Je tiens à rappeler que les meilleurs outils au monde ne servent quasiment à rien s’ils ne sont pas associés à de vraies structures organisationnelles.  Pour que l’agriculture tunisienne ou autre puisse relever les défis, elle devra être dotée d’une équipe professionnelle. Nous avons divisé la Tunisie en six desks ou bureaux, Chaque bureau assurera la couverture de quatre gouvernorats.

La plateforme « AgroBourse » assurera, par conséquent, les cinq mille communes du pays. Nous prévoyons la mise en place de la structure suivante :

  • Un Head office
  • Six desks régionaux

Chaque desk est doté d’une équipe de Traders ou de commerciaux spécialistes dans le trading, et ce, par rapport à un portefeuille de produits. Une fois l’information est mise à jour dans la plateforme d’AgroBourse, le trader commencera les négociations avec les importateurs et centrales d’achat étrangers et établira les contrats y afférents.

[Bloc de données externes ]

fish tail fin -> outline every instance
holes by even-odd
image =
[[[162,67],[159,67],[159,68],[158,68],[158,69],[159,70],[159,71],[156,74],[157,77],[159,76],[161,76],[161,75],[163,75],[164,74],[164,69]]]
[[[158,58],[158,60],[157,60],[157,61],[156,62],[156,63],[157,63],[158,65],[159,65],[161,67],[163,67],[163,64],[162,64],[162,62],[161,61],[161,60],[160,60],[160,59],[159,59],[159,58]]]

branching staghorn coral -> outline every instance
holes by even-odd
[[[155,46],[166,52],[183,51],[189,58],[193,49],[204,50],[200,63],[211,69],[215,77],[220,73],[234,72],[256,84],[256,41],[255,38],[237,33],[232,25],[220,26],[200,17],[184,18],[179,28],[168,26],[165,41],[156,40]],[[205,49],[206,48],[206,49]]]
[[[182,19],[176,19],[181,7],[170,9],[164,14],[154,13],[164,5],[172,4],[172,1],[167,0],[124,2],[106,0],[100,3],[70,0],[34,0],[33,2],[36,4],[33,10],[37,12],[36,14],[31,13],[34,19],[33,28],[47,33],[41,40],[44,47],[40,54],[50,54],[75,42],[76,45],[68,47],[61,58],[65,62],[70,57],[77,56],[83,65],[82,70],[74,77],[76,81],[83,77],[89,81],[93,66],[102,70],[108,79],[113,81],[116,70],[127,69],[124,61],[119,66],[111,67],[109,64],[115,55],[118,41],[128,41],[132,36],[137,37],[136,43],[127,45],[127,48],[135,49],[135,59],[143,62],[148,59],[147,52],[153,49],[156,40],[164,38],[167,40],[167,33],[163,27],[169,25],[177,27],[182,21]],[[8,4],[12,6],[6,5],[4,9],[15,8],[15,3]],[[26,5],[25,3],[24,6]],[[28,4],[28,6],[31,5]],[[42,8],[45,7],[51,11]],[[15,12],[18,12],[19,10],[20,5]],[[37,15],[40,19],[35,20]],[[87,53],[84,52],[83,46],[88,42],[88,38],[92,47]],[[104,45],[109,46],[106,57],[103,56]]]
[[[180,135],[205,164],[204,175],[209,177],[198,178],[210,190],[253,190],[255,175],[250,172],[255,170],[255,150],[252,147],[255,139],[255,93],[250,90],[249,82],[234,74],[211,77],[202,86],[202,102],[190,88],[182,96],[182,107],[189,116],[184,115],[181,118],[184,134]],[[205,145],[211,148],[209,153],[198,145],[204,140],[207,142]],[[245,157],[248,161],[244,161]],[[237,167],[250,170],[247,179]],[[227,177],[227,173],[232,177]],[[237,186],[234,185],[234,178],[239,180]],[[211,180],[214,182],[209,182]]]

Une équipe de « Sales » qui couvrira tous les produits. Le rôle des « Sales » consiste à remonter l’information aux traders par rapport aux futures récoltes.

Nous estimons qu’au minimum, il y aura entre 1000 et 1500 postes d’emploi directs et plus de 2500 indirects.

Quelles sont vos principales recommandations pour la réussite de ce projet ?

Ce projet ou plateforme est, avant tout, un projet d’Etat par excellence. Il implique trois ministères, en l’occurrence  le  Ministère de l’Agriculture qui sera responsable de la cartographie de la production. le Ministère du commerce qui sera le garant des exportations et l’assureur d’un « Fair Trade ». Le Ministère des Affaires étrangères : ce ministère est doté d’un réseau fort en matière de présence dans les cinq continents, ce qui rend le recyclage et la formation des attachés économiques à la plateforme « AgroBourse » indispensables afin de remonter l’information concernant la production tunisienne en matière agroalimentaire. Ces attachés économiques seront les premiers ambassadeurs des produits tunisiens.

Enfin, nous recommandons vivement une structure composée de représentants de ces trois ministères en vue d’assurer un certain niveau d’efficacité.